Scott and Kids in front of the Organ of Muskets

Yes, my blog title was designed to be provocative. Thanks for following it here.

I am a few years into a partnership between the Western Massachusetts Writing Project/National Writing Project and the Springfield Armory National Historic Site/National Park Service, and this topic of guns is often on my mind. The Armory, after all, as one of two main arsenals of our United States government for decades (the other was in Harper’s Ferry), is all about guns and weapons of war, and we use the Armory Museum itself as our classroom for summer camps (one just ended) and professional development courses for teachers (another one is planned for the fall.)

Reconciling the use of a building housing devices of violence with the rich history and the amazing primary sources it provides as windows on the past is one I still grapple with, although I continue to find the partnership to be fruitful and collaborative and informative at all levels. Still … guns. They’re everywhere in our learning spaces.

Here’s what we have done to try to balance or mitigate these two often conflicting ideas when we have worked with middle and high school students at our summer camp we run at the Armory itself (and also, some of these are how we work with teachers to use local history in their classrooms):

  • We focus on the engineering design and innovation of manufacturing. We don’t ignore that what was being built here at the Springfield Armory was designed for war. But we pivot to the ways that innovations at the Armory transformed our Pioneer Valley, and the entire country, as the Armory’s work influenced other elements of the United States government operations.
  • We focus on the workers — from explorations of how immigration patterns during WW2 helped the Armory expand its workforce to meet the demands of war; to the role that women played when men went off to war, and the generational impact that had in the years following the wars; to the racial divisions that often played out at the Armory as a microcosm of the United States itself.
  • We use the stories behind the weapons — either from the manufacturing side or from some of the guns on display that have been personalized by the user, with engravings of tales and years and battles, and humanize the soldier on the battlefield, not glorify the guns they held. The object as holder of stories is a powerful instrument of learning.
  • A deep look at Shays Rebellion — when farmers and former soldiers of the Revolutionary War rose up in protest over taxes and marched to the Springfield Armory with a plan to take the guns — allows us to make connections to the present ideas of community protest, and the fuzzy line between right and wrong, and acceptable and unacceptable use of force, and the role of the federal and state government in the lives of its citizens.
  • We use creative writing to push the idea of guns in the museum in other directions.

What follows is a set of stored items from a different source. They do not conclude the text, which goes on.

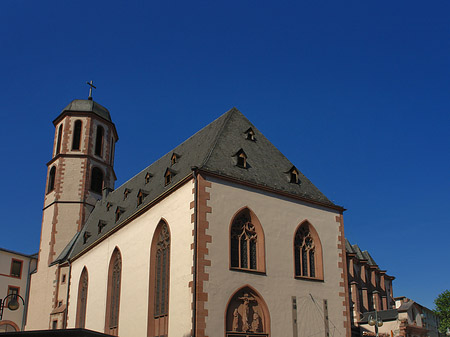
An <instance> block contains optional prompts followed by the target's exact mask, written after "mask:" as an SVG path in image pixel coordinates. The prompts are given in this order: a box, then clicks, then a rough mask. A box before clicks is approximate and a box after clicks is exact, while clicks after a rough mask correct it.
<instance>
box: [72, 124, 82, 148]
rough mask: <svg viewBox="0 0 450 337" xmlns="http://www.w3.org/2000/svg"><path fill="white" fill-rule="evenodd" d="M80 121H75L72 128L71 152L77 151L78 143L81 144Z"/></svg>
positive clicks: (78, 144)
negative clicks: (72, 128) (72, 139)
mask: <svg viewBox="0 0 450 337" xmlns="http://www.w3.org/2000/svg"><path fill="white" fill-rule="evenodd" d="M81 126H82V124H81V121H80V120H77V121H75V124H74V127H73V140H72V150H79V149H80V142H81Z"/></svg>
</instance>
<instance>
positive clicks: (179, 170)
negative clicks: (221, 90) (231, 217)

For example, one prompt was to design a “gun for good” by creating a patent design, with labels and explanations, for a gun-delivery-system for something positive. Campers designed guns that sent forth ice cream, money, technology, music and, my favorite, new homes for the homeless of Springfield. Another prompt had them designing their own museums, using the Armory as a mentor text. And yet another was to design a board game about the Armory, with history as the springboard for play.

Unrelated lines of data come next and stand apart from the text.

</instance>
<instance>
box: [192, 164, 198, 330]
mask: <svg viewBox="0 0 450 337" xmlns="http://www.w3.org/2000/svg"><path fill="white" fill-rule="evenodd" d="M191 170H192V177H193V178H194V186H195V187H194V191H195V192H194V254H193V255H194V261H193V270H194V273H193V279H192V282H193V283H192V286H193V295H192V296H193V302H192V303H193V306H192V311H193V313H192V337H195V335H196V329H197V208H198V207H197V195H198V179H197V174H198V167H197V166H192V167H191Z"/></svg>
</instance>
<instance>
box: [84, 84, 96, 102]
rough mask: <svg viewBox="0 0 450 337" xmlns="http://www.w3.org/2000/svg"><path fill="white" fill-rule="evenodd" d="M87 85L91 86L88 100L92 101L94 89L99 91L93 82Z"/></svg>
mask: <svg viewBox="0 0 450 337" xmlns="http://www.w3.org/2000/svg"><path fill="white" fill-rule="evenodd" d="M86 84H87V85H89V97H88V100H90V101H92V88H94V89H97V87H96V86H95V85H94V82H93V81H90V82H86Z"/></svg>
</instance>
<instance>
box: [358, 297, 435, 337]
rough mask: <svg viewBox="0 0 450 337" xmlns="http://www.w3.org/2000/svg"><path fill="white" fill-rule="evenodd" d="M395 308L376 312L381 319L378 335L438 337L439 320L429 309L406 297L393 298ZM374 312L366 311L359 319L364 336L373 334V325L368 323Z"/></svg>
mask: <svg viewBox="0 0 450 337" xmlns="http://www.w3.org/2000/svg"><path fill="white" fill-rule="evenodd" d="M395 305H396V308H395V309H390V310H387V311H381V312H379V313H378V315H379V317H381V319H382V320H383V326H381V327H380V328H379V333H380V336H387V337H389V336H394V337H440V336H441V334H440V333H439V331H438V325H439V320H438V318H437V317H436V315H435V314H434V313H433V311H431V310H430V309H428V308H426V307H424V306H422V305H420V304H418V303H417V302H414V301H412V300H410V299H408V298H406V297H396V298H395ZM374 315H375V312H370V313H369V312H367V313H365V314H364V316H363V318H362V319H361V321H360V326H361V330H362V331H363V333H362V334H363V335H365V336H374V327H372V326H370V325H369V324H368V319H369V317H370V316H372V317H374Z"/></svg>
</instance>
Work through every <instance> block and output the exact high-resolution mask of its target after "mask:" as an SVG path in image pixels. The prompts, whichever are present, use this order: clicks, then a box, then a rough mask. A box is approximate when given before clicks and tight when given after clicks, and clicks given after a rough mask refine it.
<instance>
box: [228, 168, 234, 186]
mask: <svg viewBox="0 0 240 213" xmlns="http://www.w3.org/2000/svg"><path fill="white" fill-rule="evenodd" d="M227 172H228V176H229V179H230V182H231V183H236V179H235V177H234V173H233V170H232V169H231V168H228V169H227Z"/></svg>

Four years into my partnership with the Armory (which began two years before I even came into the mix with other WMWP colleagues), and I still feel a bit unsettled by the weapons part of the museum. It’s an entire wing of weapons, including grenade launchers and machine guns and other advanced killing technology. Cases and cases of them, all tied to history, of course.

Manufacturing at the Armory

Even as a former soldier (infantry sergeant, National Guard) who was once trained on many of the modern weapons in the cases, I always encounter my own internal resistance to bringing young people in there. I am strongly in favor of gun control legislation and abhor the political work of the NRA to influence politicians to thwart any kind of reasonable measures to protect lives from guns.

Hopefully, by finding other ways to connect to the history of the Armory, we bring the importance of the building and the site to the surface for city kids who might not otherwise be aware. For some, the guns are what brings them to camp. This is the reality. Our job is to the show the toll of guns, and the role they played in America’s wars, but also to use them to tell the stories of the people behind them.